Currently, if the girls respond well to therapy they try to place them back with family, if not immediate family then extended – if it is deemed safe. Sometimes it is hard to know it is safe but with no permanent boarding solution the Rafiki team often need to use their best judgement.

“If we think their family is safe we start a three month step down program. We educate the family and put them through therapy. We educate the surrounding community so they don’t blame the girls and in turn abuse them further. We check in on them regularly and we speak privately with them and if we need to take them out again, we do.

“We had a girl go home to what we thought was a good family, she was five and had been with us for two years. She went home and her father raped her. He had never shown signs of abuse before but because she had already been raped she’s seen as damaged goods anyway.”

This mentality is common in the villages where the defiled children are seen as unclean.

Anne-Marie has a dream that one day she will have the facilities to look after the kids that cannot go home until they are adults.

“I dream of never having to send a girl home to an unsafe environment,” she says.

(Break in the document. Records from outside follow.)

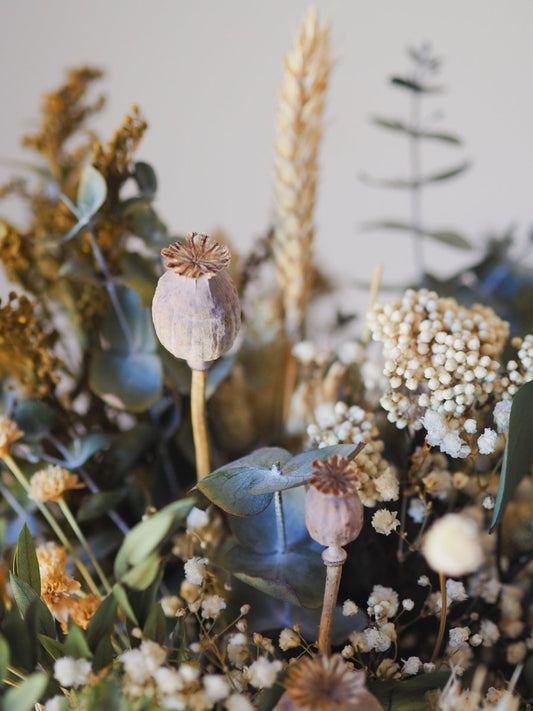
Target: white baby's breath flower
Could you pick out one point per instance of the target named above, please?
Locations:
(197, 519)
(452, 546)
(349, 608)
(417, 510)
(195, 570)
(263, 673)
(216, 687)
(385, 521)
(72, 672)
(411, 666)
(501, 415)
(487, 441)
(288, 639)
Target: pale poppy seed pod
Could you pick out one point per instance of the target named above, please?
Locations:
(333, 509)
(196, 310)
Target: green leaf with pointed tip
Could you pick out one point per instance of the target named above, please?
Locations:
(229, 485)
(102, 622)
(25, 563)
(126, 381)
(143, 574)
(298, 470)
(122, 599)
(4, 658)
(147, 536)
(518, 454)
(297, 576)
(155, 626)
(25, 696)
(76, 644)
(92, 192)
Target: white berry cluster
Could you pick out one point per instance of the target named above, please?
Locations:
(337, 423)
(439, 356)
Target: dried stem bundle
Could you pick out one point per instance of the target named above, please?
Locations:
(299, 129)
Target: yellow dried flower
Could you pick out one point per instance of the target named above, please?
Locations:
(9, 433)
(51, 483)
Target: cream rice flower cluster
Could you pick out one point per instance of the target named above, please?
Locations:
(337, 423)
(439, 356)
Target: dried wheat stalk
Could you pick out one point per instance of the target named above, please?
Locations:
(299, 129)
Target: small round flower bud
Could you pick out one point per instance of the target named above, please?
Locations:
(333, 509)
(196, 310)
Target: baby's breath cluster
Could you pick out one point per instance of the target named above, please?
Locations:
(338, 423)
(439, 356)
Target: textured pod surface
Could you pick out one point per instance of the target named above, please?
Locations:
(196, 319)
(333, 520)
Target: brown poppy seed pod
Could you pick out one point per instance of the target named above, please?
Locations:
(196, 310)
(333, 509)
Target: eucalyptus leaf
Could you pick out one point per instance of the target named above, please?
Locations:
(518, 454)
(126, 381)
(297, 576)
(92, 192)
(25, 696)
(25, 563)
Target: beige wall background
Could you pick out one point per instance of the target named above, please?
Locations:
(206, 72)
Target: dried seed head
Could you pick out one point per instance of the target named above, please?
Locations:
(200, 257)
(336, 475)
(324, 682)
(196, 310)
(333, 510)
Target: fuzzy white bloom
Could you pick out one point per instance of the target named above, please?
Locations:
(197, 519)
(470, 426)
(489, 632)
(501, 415)
(411, 666)
(72, 672)
(263, 673)
(195, 570)
(385, 521)
(383, 602)
(216, 687)
(212, 606)
(488, 502)
(487, 441)
(349, 608)
(458, 637)
(452, 546)
(417, 510)
(56, 703)
(288, 639)
(237, 702)
(455, 591)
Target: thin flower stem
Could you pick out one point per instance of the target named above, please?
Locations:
(21, 478)
(443, 617)
(333, 558)
(199, 423)
(67, 513)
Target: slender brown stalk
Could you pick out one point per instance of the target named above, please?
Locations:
(199, 423)
(333, 557)
(443, 617)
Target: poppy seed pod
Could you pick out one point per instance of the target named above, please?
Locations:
(333, 509)
(196, 310)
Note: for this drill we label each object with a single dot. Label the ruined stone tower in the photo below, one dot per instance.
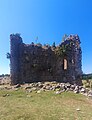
(34, 62)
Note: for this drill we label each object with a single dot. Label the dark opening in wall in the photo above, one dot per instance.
(65, 64)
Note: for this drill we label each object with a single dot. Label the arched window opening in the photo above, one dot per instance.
(72, 61)
(65, 64)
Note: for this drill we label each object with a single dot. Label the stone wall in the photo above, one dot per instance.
(34, 62)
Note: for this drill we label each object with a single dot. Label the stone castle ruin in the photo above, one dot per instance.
(35, 62)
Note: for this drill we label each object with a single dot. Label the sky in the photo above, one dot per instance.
(49, 20)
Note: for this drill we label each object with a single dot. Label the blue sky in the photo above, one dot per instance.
(49, 20)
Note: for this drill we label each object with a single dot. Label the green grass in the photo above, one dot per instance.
(20, 105)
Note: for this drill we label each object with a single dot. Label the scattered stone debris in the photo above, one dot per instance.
(56, 87)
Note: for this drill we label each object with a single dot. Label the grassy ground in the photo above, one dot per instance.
(20, 105)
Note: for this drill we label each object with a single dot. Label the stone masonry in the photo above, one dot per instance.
(35, 62)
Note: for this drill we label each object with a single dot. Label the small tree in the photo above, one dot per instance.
(54, 45)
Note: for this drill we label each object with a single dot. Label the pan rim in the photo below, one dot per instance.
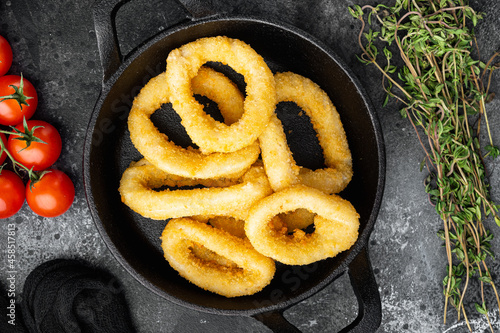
(281, 305)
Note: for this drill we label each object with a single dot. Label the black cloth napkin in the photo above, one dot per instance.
(10, 322)
(65, 295)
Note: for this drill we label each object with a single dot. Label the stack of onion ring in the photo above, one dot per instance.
(199, 253)
(239, 214)
(166, 155)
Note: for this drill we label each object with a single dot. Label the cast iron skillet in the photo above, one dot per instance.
(108, 151)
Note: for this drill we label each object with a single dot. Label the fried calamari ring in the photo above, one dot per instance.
(164, 154)
(278, 161)
(234, 226)
(222, 197)
(215, 260)
(336, 226)
(210, 135)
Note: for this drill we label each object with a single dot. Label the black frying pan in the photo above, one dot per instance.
(108, 151)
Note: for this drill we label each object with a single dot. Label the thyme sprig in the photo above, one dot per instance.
(443, 89)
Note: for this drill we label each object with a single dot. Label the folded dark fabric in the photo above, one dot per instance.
(65, 295)
(11, 322)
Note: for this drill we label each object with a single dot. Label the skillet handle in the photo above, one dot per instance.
(366, 291)
(104, 13)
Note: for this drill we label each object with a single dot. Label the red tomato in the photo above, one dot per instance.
(38, 155)
(5, 56)
(17, 102)
(52, 195)
(4, 155)
(12, 193)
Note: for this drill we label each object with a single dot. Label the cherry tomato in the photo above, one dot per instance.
(38, 155)
(5, 56)
(52, 195)
(12, 193)
(4, 155)
(18, 99)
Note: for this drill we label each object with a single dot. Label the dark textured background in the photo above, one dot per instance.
(55, 47)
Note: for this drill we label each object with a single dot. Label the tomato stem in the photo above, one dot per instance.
(18, 94)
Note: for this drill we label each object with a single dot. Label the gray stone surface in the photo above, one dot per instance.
(55, 47)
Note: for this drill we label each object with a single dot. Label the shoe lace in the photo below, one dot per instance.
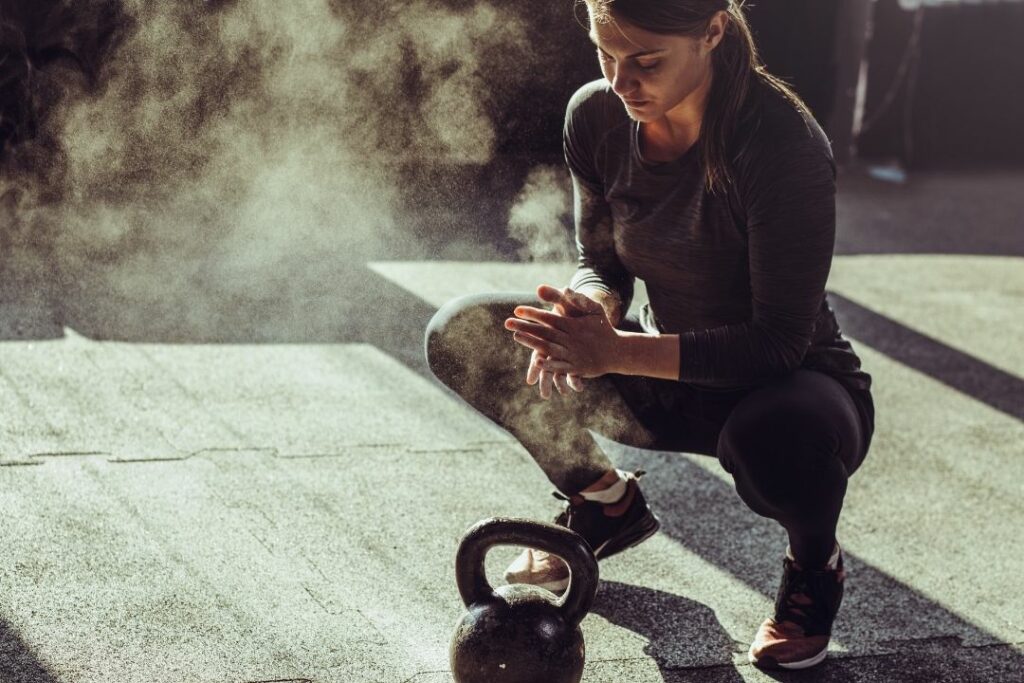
(574, 503)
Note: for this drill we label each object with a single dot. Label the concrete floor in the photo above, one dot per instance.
(283, 503)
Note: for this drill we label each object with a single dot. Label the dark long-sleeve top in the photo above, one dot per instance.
(740, 275)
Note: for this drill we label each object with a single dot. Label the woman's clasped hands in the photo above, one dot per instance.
(573, 340)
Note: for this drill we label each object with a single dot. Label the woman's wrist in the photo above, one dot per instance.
(610, 302)
(646, 355)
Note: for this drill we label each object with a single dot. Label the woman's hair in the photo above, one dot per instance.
(736, 66)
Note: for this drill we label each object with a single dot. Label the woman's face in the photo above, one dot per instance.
(651, 73)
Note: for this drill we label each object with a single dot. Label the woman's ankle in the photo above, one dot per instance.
(609, 488)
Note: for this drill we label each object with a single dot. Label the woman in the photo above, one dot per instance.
(696, 171)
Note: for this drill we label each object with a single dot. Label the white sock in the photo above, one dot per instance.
(833, 559)
(612, 494)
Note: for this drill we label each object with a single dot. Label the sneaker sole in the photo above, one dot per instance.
(771, 663)
(643, 531)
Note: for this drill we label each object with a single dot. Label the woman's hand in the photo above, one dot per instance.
(567, 303)
(584, 344)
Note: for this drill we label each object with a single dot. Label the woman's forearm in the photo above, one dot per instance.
(647, 355)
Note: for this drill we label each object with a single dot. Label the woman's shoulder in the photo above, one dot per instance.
(595, 105)
(772, 122)
(590, 97)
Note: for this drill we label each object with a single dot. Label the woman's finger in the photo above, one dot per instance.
(534, 372)
(537, 330)
(542, 346)
(545, 387)
(574, 381)
(541, 316)
(555, 366)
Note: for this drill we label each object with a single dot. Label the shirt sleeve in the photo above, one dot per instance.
(598, 266)
(788, 197)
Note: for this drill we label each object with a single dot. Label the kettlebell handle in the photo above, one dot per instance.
(469, 561)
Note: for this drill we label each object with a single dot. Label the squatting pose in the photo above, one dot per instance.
(696, 171)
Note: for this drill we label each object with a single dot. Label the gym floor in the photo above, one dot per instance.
(202, 482)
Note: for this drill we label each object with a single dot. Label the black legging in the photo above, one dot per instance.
(790, 444)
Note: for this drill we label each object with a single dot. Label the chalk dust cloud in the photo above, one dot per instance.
(213, 154)
(539, 216)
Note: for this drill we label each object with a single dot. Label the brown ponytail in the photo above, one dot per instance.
(735, 60)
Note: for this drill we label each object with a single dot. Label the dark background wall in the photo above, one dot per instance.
(966, 104)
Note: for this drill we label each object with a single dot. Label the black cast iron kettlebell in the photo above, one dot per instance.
(519, 633)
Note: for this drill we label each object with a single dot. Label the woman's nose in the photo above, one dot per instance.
(623, 84)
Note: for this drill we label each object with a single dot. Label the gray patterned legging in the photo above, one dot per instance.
(790, 444)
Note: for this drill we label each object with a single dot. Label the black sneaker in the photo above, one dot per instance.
(605, 534)
(797, 637)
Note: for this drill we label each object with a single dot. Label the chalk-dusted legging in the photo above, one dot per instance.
(790, 444)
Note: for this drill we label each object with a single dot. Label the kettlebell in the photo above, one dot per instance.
(520, 633)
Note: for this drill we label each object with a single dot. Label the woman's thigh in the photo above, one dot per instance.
(806, 414)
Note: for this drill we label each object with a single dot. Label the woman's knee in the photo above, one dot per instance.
(467, 335)
(783, 451)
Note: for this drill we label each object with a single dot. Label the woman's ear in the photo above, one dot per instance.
(716, 30)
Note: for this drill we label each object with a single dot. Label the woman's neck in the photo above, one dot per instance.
(680, 127)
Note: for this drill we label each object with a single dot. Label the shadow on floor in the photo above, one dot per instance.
(17, 664)
(704, 514)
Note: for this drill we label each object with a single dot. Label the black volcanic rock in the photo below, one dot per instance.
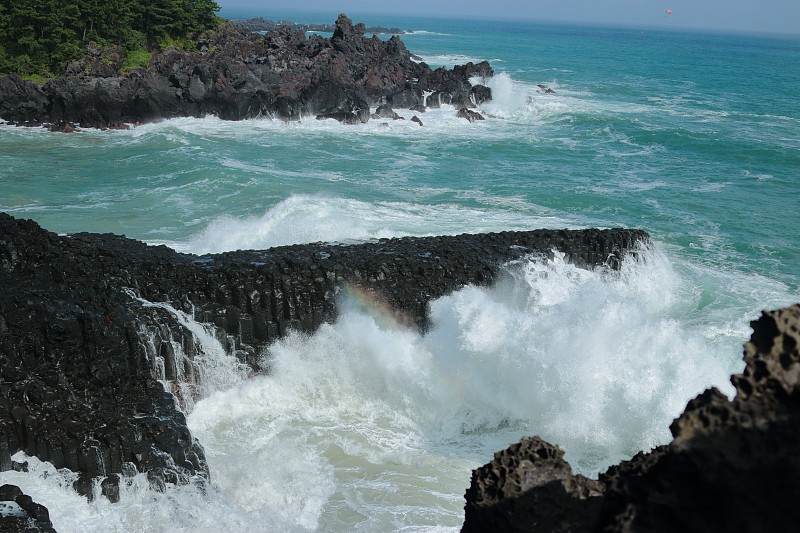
(238, 75)
(84, 357)
(731, 466)
(530, 484)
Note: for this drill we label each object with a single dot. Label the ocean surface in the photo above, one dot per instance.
(366, 426)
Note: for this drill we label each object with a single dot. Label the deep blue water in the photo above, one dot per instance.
(693, 137)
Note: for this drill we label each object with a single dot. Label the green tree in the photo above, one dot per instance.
(41, 36)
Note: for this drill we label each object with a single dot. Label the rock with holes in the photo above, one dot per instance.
(732, 464)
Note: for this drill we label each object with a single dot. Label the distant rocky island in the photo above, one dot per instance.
(259, 24)
(235, 74)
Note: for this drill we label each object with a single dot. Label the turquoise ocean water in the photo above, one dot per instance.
(693, 137)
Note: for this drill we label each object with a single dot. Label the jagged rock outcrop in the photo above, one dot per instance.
(528, 487)
(84, 352)
(18, 512)
(238, 75)
(731, 466)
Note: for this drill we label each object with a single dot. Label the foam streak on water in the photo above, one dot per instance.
(365, 426)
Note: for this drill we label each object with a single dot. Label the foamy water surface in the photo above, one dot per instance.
(368, 426)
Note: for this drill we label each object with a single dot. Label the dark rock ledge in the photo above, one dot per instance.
(238, 75)
(18, 512)
(732, 466)
(82, 359)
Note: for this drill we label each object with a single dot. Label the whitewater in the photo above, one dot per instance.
(369, 426)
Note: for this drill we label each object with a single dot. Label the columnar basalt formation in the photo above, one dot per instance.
(731, 466)
(82, 350)
(238, 75)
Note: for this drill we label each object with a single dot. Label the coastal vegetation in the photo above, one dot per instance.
(38, 38)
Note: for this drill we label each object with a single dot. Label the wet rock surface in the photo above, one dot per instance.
(731, 466)
(238, 75)
(84, 352)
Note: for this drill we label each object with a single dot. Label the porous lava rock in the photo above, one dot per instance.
(85, 355)
(236, 75)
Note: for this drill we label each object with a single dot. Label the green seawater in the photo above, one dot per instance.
(693, 137)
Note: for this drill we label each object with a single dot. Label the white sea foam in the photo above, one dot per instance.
(306, 218)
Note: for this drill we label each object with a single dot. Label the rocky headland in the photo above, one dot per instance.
(237, 74)
(95, 368)
(260, 24)
(732, 465)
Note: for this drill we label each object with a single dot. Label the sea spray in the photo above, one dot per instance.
(595, 361)
(369, 426)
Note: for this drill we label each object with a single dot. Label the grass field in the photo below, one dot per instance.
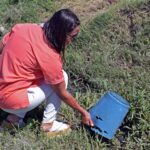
(112, 52)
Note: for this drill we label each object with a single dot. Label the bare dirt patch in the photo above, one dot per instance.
(86, 9)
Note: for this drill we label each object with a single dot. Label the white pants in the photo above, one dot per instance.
(36, 96)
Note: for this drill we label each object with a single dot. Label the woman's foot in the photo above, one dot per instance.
(12, 121)
(56, 128)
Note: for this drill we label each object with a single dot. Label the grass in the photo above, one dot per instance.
(111, 53)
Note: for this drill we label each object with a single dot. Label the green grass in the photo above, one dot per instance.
(111, 53)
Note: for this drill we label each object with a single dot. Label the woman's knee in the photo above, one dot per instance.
(65, 78)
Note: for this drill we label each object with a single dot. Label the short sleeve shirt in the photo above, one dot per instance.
(26, 60)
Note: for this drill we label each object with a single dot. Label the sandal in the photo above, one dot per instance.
(58, 129)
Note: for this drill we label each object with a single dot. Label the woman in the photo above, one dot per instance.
(31, 70)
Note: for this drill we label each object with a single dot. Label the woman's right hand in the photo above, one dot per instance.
(86, 119)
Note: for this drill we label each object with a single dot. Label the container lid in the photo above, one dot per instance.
(119, 99)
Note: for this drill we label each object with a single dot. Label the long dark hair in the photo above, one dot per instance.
(57, 28)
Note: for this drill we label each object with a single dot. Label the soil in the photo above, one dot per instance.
(86, 9)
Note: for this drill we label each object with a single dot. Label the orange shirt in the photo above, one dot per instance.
(26, 60)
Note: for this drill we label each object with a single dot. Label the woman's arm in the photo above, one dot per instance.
(1, 47)
(70, 100)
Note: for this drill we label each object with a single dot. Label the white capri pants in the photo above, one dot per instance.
(39, 94)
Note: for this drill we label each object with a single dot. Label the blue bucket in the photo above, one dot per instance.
(108, 114)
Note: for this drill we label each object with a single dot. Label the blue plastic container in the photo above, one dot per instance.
(108, 114)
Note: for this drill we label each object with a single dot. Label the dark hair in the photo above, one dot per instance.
(57, 28)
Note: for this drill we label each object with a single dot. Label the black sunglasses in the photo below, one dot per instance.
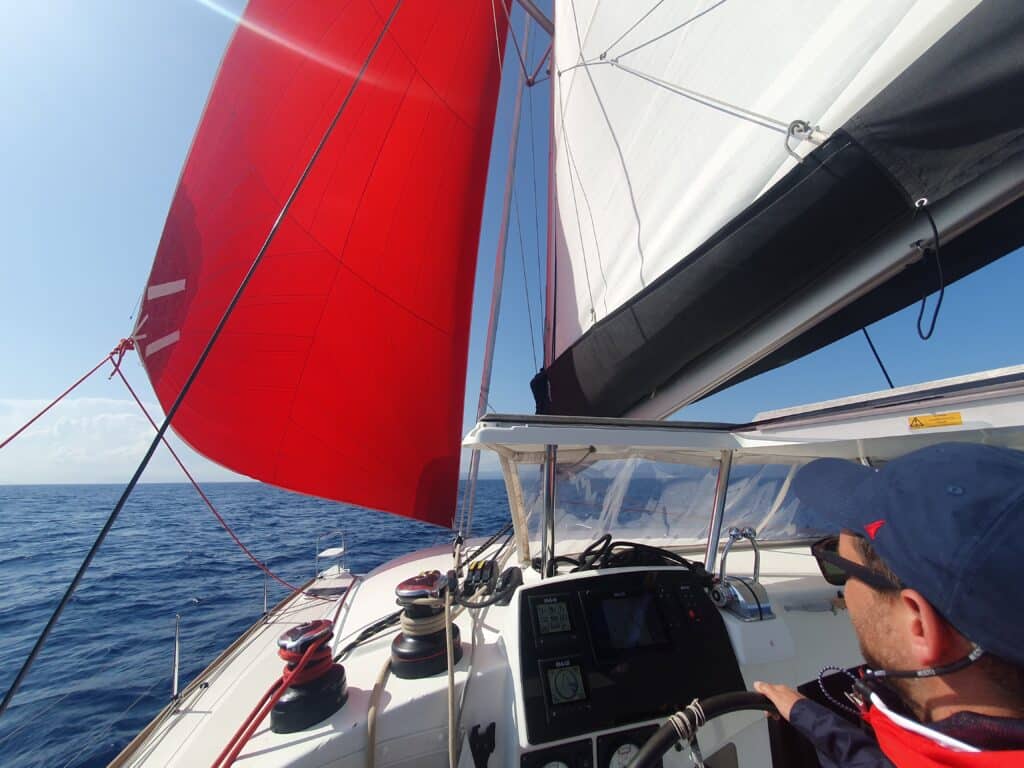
(837, 569)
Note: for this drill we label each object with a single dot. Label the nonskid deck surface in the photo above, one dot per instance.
(811, 631)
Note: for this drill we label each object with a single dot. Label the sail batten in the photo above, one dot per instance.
(341, 372)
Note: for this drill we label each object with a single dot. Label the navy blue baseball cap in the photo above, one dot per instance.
(948, 520)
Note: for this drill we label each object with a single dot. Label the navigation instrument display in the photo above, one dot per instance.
(552, 616)
(565, 684)
(626, 623)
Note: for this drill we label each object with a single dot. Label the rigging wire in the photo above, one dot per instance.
(59, 397)
(922, 205)
(619, 148)
(525, 280)
(195, 372)
(688, 22)
(635, 25)
(537, 205)
(878, 358)
(715, 103)
(515, 41)
(576, 204)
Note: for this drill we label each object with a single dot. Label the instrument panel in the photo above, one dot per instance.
(614, 649)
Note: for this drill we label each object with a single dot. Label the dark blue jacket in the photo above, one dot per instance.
(842, 744)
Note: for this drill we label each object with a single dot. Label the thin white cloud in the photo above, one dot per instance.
(91, 439)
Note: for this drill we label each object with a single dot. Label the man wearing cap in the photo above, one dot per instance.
(932, 553)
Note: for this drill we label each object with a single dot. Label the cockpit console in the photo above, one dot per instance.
(616, 648)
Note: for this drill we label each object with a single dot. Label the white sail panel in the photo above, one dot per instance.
(644, 174)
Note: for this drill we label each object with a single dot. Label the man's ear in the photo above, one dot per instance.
(933, 641)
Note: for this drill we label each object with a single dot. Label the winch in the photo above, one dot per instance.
(420, 649)
(317, 689)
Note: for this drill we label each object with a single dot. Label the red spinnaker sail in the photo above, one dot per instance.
(341, 372)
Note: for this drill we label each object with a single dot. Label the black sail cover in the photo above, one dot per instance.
(952, 117)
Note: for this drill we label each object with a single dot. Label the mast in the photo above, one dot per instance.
(496, 291)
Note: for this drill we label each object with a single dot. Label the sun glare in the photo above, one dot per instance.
(322, 57)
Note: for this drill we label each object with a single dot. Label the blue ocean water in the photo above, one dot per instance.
(105, 670)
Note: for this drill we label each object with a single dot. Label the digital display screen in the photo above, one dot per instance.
(626, 623)
(552, 616)
(565, 684)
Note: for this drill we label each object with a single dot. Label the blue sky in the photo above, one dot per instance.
(100, 100)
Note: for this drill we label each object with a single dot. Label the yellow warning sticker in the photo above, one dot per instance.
(930, 421)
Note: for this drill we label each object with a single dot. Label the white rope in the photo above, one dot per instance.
(450, 647)
(375, 698)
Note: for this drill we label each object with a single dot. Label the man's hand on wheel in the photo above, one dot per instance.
(781, 695)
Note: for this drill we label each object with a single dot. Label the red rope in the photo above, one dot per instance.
(115, 357)
(64, 394)
(206, 499)
(273, 693)
(316, 656)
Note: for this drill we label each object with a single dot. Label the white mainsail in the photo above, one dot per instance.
(671, 120)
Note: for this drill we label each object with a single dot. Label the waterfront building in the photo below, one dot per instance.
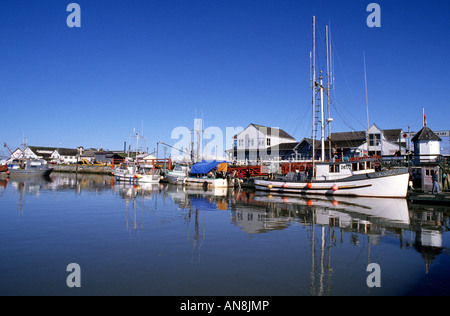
(427, 159)
(258, 142)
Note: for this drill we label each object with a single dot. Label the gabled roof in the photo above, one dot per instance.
(425, 134)
(269, 131)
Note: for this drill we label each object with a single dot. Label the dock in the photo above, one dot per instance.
(429, 198)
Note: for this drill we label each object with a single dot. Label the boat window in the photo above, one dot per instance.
(334, 168)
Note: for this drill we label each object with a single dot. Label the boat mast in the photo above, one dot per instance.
(367, 103)
(313, 90)
(322, 125)
(328, 47)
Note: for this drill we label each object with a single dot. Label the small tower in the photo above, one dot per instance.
(426, 151)
(426, 144)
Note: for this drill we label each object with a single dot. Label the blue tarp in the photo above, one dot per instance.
(204, 166)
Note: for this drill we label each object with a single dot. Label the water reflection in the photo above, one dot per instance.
(328, 226)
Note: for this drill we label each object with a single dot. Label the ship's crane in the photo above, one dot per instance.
(4, 145)
(184, 151)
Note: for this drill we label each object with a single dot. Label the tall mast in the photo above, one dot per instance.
(367, 104)
(322, 125)
(328, 47)
(313, 89)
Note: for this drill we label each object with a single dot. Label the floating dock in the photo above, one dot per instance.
(429, 198)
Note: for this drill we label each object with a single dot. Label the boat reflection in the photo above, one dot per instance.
(329, 221)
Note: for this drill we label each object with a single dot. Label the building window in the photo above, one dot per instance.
(374, 139)
(260, 141)
(334, 168)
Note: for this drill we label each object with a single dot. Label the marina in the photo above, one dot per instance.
(282, 157)
(164, 239)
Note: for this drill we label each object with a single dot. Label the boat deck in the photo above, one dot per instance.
(429, 198)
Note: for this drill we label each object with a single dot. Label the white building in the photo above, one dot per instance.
(50, 154)
(384, 142)
(257, 142)
(427, 144)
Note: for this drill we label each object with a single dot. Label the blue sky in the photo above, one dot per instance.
(159, 64)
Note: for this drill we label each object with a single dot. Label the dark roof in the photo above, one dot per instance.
(67, 151)
(425, 134)
(269, 131)
(392, 135)
(348, 139)
(284, 146)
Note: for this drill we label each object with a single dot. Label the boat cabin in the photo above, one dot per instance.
(344, 169)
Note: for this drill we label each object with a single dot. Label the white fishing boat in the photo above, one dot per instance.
(347, 181)
(208, 174)
(26, 167)
(359, 177)
(178, 174)
(130, 172)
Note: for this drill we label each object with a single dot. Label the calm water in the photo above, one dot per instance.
(165, 240)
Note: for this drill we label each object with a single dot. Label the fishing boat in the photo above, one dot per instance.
(3, 168)
(359, 176)
(131, 172)
(178, 174)
(209, 174)
(25, 167)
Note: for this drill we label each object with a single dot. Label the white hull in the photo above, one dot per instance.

“My number one dream is to build a therapeutic school in Nakuru. Children who have experienced trauma process things in a different way to other kids and I want a school where our children can stay until they are 18 – with the support of their families – and emotionally manage learning.

“At our school we would have boys and girls develop respect for each other; heal their wounds and take the all-important education to be the best they could ever be. For some that might mean a university – for others a job in a kitchen – it’s about repairing their self-esteem and their souls.”

The dream school doesn’t seem like an impossible task, all it would take is the help to make it happen.